A titre subsidiaire,

– ordonner la modulation du montant de l’astreinte au vu des éléments objectifs constatés et ce, conformément aux dispositions de l’article L.131-4 alinéa 3 du code des procédures civiles d’exécution ;

– réduire à de plus sensiblement justes proportions, soit à l’euro symbolique la liquidation de l’astreinte.

En tout état de cause,

– condamner la société Chiche et M. [F] à payer la somme de 6.000 euros à la société T.N. au titre des frais irrépétibles en application de l’article 700 du code de procédure civile ;

– condamner la société Chiche et M. [F] à payer la somme de 6.000 euros à la société N.K. au titre des frais irrépétibles en application de l’article 700 du code de procédure civile ;



– condamner la société Chiche et M. [F] à payer la somme de 6.000 euros à la société B. au titre des frais irrépétibles en application de l’article 700 du code de procédure civile ;

– condamner la société Chiche et M. [F] aux entiers dépens.

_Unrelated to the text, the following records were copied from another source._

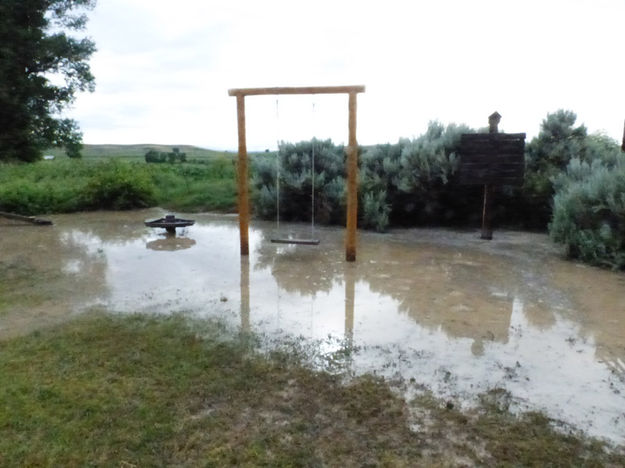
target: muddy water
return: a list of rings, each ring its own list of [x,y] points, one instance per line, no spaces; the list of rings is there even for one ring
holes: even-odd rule
[[[470,405],[493,388],[625,440],[625,275],[566,262],[539,234],[343,230],[318,247],[271,244],[255,222],[249,260],[235,217],[194,215],[176,236],[159,210],[0,221],[0,339],[96,307],[219,317],[271,340],[312,343],[320,362],[375,372]],[[305,237],[306,226],[288,226]],[[282,233],[284,235],[284,233]],[[18,304],[18,305],[15,305]]]

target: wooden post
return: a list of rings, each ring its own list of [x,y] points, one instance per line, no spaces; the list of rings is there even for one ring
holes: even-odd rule
[[[492,240],[492,198],[493,186],[491,184],[484,185],[484,205],[482,206],[482,235],[481,239]]]
[[[356,260],[356,227],[358,219],[358,143],[356,142],[356,96],[364,93],[364,86],[306,86],[278,88],[235,88],[228,95],[237,98],[237,119],[239,125],[238,160],[238,205],[241,255],[249,255],[248,224],[249,202],[247,181],[247,148],[245,143],[245,96],[267,94],[349,94],[349,141],[347,146],[347,226],[345,258]]]
[[[249,255],[248,226],[250,209],[247,187],[247,144],[245,142],[245,96],[237,95],[237,123],[239,129],[239,158],[237,160],[238,175],[238,207],[239,207],[239,237],[241,241],[241,255]]]
[[[498,125],[501,121],[499,112],[494,112],[488,117],[488,132],[498,133]],[[492,204],[493,204],[493,185],[484,185],[484,205],[482,208],[482,239],[491,240],[493,238],[492,226]]]
[[[349,93],[349,139],[347,145],[347,232],[345,260],[356,261],[356,227],[358,223],[358,143],[356,142],[356,97]]]
[[[625,125],[623,125],[623,143],[621,144],[621,151],[625,152]]]

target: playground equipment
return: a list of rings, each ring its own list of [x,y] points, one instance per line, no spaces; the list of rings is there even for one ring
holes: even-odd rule
[[[312,106],[313,116],[315,113],[315,104]],[[280,103],[276,99],[276,120],[280,120]],[[277,236],[272,237],[271,242],[274,244],[297,244],[297,245],[319,245],[319,239],[315,238],[315,137],[313,134],[312,139],[312,151],[310,160],[310,237],[309,238],[294,238],[292,236],[285,236],[280,233],[280,175],[281,175],[281,156],[280,156],[280,138],[278,138],[278,157],[277,157],[277,171],[276,171],[276,230]]]
[[[356,224],[358,218],[358,143],[356,142],[356,101],[364,86],[311,86],[286,88],[237,88],[228,95],[237,99],[237,123],[239,136],[238,157],[238,208],[241,255],[249,255],[249,197],[247,170],[247,142],[245,137],[245,97],[281,94],[348,94],[349,137],[347,152],[347,225],[345,236],[345,259],[356,260]],[[293,243],[293,242],[290,242]]]
[[[182,219],[176,218],[173,214],[165,215],[164,218],[153,219],[152,221],[145,221],[145,225],[151,228],[165,228],[170,234],[175,234],[176,228],[193,226],[195,224],[194,219]]]

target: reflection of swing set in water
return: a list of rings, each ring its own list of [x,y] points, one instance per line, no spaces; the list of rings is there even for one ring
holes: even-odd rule
[[[356,296],[356,278],[353,271],[346,269],[344,275],[345,281],[345,331],[344,331],[344,345],[346,349],[352,349],[354,343],[354,303]],[[241,258],[241,273],[240,273],[240,287],[241,287],[241,302],[240,302],[240,316],[241,316],[241,331],[244,333],[251,332],[250,323],[250,262],[249,257]],[[278,286],[279,288],[280,286]],[[280,291],[278,291],[277,297],[278,308],[278,320],[280,318]],[[311,330],[312,320],[314,317],[314,295],[311,300]]]
[[[245,136],[245,97],[259,95],[281,94],[348,94],[349,110],[349,138],[347,152],[347,223],[345,236],[345,259],[348,262],[356,260],[356,223],[358,217],[358,143],[356,142],[356,97],[358,93],[365,91],[364,86],[317,86],[303,88],[244,88],[231,89],[230,96],[237,98],[237,122],[239,136],[238,157],[238,211],[239,211],[239,236],[241,243],[241,255],[249,255],[249,200],[248,200],[248,171],[247,171],[247,142]],[[313,167],[314,172],[314,167]],[[279,176],[278,176],[279,180]],[[279,196],[279,194],[278,194]],[[313,182],[314,196],[314,182]],[[313,200],[314,204],[314,200]],[[313,218],[314,223],[314,218]],[[275,238],[272,242],[316,245],[317,239],[288,239]]]

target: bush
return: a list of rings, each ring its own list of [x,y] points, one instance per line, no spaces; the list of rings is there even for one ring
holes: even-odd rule
[[[145,153],[146,163],[165,163],[174,164],[175,162],[184,163],[187,161],[187,154],[181,153],[180,148],[173,148],[171,152],[158,152],[154,149]]]
[[[574,159],[556,186],[552,239],[572,258],[625,269],[625,158],[613,167]]]
[[[280,144],[278,153],[252,159],[255,213],[276,216],[278,158],[280,162],[280,218],[310,221],[312,216],[312,156],[315,156],[315,221],[342,223],[345,219],[345,162],[343,147],[331,140]]]
[[[79,209],[79,198],[75,187],[17,180],[0,187],[0,210],[23,215],[71,212]]]
[[[386,192],[367,192],[363,197],[362,224],[364,228],[384,232],[389,223],[391,206],[386,202]]]
[[[219,156],[201,163],[137,165],[156,190],[156,202],[173,210],[233,211],[236,206],[232,158]]]
[[[525,183],[520,194],[525,225],[544,227],[552,215],[555,180],[570,161],[592,163],[601,160],[614,165],[619,157],[617,143],[603,135],[588,135],[584,125],[575,126],[577,115],[567,110],[547,114],[540,133],[526,148]]]
[[[0,165],[0,210],[23,215],[81,209],[87,165],[78,160]]]
[[[464,126],[430,123],[419,138],[371,147],[361,152],[359,174],[360,224],[384,231],[389,224],[449,223],[466,219],[467,200],[454,190],[456,151]],[[345,157],[331,141],[282,143],[279,151],[253,160],[255,213],[276,216],[276,178],[280,161],[280,217],[309,220],[311,158],[315,148],[315,218],[320,223],[344,223]],[[479,212],[479,200],[475,203]]]
[[[185,211],[234,210],[232,159],[175,165],[119,160],[0,164],[3,211],[34,215],[157,203]]]
[[[155,187],[147,173],[133,165],[112,160],[99,165],[83,192],[90,209],[128,210],[155,202]]]
[[[466,189],[453,176],[460,135],[472,132],[431,122],[416,139],[367,150],[360,171],[364,226],[384,230],[389,223],[452,223],[466,216],[467,197],[456,196]]]

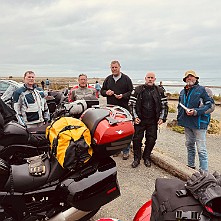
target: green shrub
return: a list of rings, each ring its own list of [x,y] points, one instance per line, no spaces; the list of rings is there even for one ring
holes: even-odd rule
[[[184,134],[184,127],[181,126],[173,126],[171,127],[173,131],[180,133],[180,134]]]
[[[211,118],[210,124],[207,130],[208,134],[219,134],[220,133],[220,122]]]
[[[213,95],[214,101],[221,101],[221,95]]]
[[[169,113],[176,113],[176,105],[175,104],[169,104],[168,107],[169,107],[169,109],[168,109]]]

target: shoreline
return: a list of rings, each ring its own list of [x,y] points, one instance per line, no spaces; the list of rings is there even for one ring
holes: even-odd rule
[[[60,83],[75,83],[78,82],[78,76],[76,77],[37,77],[36,76],[36,82],[41,82],[42,80],[46,80],[49,79],[50,82],[54,83],[54,82],[60,82]],[[105,80],[106,77],[102,78],[102,77],[88,77],[88,82],[93,84],[95,83],[95,81],[98,81],[99,83],[103,83],[103,81]],[[9,77],[0,77],[0,80],[14,80],[17,82],[23,82],[23,77],[13,77],[13,76],[9,76]],[[143,84],[144,82],[140,82],[137,83],[137,79],[131,79],[134,83],[135,86]],[[157,82],[157,81],[156,81]],[[163,84],[164,87],[183,87],[184,84],[168,84],[168,83],[164,83]],[[221,85],[204,85],[205,87],[210,87],[210,88],[221,88]]]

Dans leurs dernières conclusions, signifiées par RPVA le 22 mai 2023, M. [F] et la société Chiche demandent à la cour de :

– confirmer l’ordonnance de référé du 23 mai 2022 en ce qu’elle a assorti l’obligation fixée par l’ordonnance du 6 avril 2021, rectifiée par ordonnance du 15 avril 2021, mise à la charge des sociétés TN, NK et B de ne plus faire usage du terme “CHICH”, en particulier à titre de promotion commerciale, d’une astreinte définitive de 500 euros par jour de retard passé le délai de quinze jours à compter de la signification de la présente ordonnance, pour une durée de six mois ;

– infirmer ladite ordonnance en ce qu’elle a limité à 5 000 euros la condamnation des sociétés TN, NK et B au titre de la liquidation de l’astreinte provisoire fixée par l’ordonnance de référé du 6 avril 2021, rectifiée par ordonnance du 15 avril 2021 (RG 21/50225 et 21/51741).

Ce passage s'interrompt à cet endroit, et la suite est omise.